Great pics, they are Gorgeous


----------



## Aimee-x (Dec 11, 2008)

Thanks guys  
Yeah Ruby (the pup) is a handful! lol
x


----------



## chaza80 (Feb 17, 2009)

lovely dogs :thumbup:


----------



## Luvdogs (Aug 15, 2008)

You have lovely dogs , really great pics


----------



## LostGirl (Jan 16, 2009)

aww cute pics!!


----------



## MissD (Mar 2, 2009)

Lovely piccies:yesnod:


----------



## Local_oaf1 (Sep 14, 2008)

What age is the old girl? Nice pics.


----------



## turkeylad (Mar 1, 2009)

*Absolutely fantastic pics *


----------



## Aimee-x (Dec 11, 2008)

Local_oaf1 said:


> What age is the old girl?

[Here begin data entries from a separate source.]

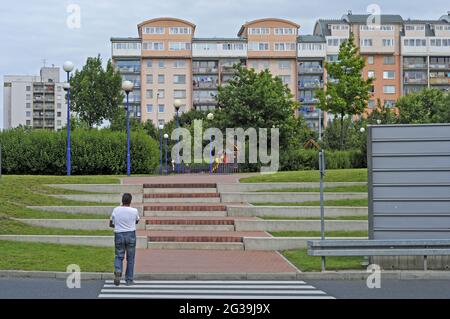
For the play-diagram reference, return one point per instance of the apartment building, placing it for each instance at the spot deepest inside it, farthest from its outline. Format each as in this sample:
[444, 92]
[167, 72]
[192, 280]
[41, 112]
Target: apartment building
[167, 62]
[34, 101]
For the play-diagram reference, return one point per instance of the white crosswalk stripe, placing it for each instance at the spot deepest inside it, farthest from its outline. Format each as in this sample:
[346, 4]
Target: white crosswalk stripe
[212, 289]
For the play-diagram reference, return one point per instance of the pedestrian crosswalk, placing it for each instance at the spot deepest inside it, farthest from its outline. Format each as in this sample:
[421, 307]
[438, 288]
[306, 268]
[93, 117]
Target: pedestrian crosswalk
[212, 289]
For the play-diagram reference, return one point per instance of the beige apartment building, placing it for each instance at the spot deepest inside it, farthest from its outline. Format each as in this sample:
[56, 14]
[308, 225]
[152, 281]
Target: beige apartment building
[167, 62]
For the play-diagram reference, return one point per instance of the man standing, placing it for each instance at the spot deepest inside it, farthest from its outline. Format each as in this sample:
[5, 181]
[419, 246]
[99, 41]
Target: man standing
[124, 220]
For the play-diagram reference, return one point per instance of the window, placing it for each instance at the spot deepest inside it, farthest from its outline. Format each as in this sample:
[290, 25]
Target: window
[179, 79]
[366, 42]
[259, 31]
[388, 42]
[284, 65]
[389, 89]
[258, 46]
[180, 30]
[179, 46]
[179, 94]
[389, 103]
[153, 46]
[179, 64]
[288, 46]
[389, 60]
[154, 30]
[389, 75]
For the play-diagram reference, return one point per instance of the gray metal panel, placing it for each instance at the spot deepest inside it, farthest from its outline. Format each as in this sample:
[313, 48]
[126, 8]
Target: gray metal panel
[409, 181]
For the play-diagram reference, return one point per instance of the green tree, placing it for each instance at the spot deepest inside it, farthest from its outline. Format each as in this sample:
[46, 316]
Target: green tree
[427, 106]
[257, 100]
[346, 92]
[95, 92]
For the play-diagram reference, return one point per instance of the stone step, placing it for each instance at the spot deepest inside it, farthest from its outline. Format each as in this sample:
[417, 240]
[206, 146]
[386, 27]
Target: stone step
[190, 224]
[213, 246]
[181, 185]
[197, 239]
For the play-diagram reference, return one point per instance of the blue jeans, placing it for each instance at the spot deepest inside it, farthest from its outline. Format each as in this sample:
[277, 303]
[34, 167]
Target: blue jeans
[125, 242]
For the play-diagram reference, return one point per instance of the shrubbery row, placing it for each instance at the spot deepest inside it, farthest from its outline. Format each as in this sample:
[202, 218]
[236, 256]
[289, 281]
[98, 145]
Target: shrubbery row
[94, 152]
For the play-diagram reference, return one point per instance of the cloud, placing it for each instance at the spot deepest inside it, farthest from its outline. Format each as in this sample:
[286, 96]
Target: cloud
[35, 30]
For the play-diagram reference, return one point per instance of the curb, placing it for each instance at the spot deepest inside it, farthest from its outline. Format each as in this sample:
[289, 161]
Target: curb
[337, 275]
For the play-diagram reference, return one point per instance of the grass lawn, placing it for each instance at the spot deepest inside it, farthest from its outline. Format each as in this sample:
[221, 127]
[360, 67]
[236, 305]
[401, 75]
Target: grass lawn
[330, 203]
[318, 234]
[307, 263]
[54, 257]
[341, 175]
[314, 218]
[17, 192]
[340, 189]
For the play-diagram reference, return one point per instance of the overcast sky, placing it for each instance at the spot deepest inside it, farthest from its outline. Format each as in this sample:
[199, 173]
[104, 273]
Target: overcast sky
[31, 31]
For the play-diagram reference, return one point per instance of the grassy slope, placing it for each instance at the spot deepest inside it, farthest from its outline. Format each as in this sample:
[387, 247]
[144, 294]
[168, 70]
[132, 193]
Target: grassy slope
[343, 175]
[53, 257]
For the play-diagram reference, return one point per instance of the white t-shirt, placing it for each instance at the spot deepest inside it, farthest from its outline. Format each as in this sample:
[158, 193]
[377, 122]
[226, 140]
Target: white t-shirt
[124, 219]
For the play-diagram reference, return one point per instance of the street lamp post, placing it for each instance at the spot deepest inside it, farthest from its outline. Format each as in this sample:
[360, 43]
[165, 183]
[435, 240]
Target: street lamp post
[68, 67]
[177, 104]
[161, 127]
[210, 117]
[166, 138]
[128, 86]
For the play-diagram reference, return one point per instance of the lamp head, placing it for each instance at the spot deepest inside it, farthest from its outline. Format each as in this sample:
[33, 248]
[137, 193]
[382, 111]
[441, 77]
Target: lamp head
[127, 86]
[68, 66]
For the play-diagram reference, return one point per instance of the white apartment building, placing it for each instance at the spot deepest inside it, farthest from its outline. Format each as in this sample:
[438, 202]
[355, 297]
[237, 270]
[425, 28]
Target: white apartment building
[35, 101]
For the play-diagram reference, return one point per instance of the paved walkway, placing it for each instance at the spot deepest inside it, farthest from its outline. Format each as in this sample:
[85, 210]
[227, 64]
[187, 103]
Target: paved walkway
[210, 261]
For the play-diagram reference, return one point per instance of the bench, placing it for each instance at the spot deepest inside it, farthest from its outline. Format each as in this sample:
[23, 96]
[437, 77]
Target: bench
[347, 248]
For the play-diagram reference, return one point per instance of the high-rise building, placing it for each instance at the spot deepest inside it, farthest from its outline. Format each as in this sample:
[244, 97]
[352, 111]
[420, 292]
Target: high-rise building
[166, 62]
[34, 101]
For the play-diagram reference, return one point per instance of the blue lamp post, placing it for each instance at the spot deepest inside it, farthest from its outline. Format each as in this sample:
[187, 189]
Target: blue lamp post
[210, 117]
[68, 67]
[161, 127]
[166, 137]
[128, 86]
[177, 105]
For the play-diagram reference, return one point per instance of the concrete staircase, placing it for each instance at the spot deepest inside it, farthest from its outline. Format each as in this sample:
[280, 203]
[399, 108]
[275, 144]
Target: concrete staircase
[189, 216]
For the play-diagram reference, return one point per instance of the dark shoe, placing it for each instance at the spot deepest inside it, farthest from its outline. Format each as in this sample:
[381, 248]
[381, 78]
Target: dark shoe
[117, 277]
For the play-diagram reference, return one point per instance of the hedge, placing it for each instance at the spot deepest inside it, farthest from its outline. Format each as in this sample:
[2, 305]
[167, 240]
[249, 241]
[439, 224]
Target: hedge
[293, 160]
[94, 152]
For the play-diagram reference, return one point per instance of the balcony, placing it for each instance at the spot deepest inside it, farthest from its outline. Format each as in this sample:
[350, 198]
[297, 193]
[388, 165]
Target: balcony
[312, 70]
[414, 65]
[440, 81]
[440, 66]
[310, 84]
[206, 70]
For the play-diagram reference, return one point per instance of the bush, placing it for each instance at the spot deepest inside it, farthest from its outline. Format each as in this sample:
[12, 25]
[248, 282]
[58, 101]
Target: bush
[94, 152]
[300, 159]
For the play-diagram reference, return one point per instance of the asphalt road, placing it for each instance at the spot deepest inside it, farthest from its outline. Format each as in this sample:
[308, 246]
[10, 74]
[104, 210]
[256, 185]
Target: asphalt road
[26, 288]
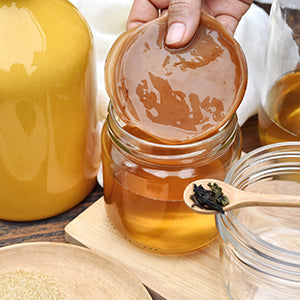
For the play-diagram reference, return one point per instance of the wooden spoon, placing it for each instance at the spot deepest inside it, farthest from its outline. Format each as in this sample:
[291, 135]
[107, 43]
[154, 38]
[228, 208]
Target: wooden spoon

Nice pics.


Tilly, the old collie, is 17  
x


----------



## Local_oaf1 (Sep 14, 2008)

Aimee-x said:


> Tilly, the old collie, is 17
> x


 Looks in great shape for her age. :thumbup1:


----------



## Insane (Apr 19, 2008)

17 wow - was thinking she may not be one for the camera but she looks really cuddly!


----------



## LittleMissSunshine (Aug 31, 2008)

They are lovely!!!!!!!!!


----------



## Aimee-x (Dec 11, 2008)

thanks guys  
yeah im surprised how well shes aged to be honest, shes beautiful lol, grew up with her, were the same age lol. She's very special 
thanks again x


----------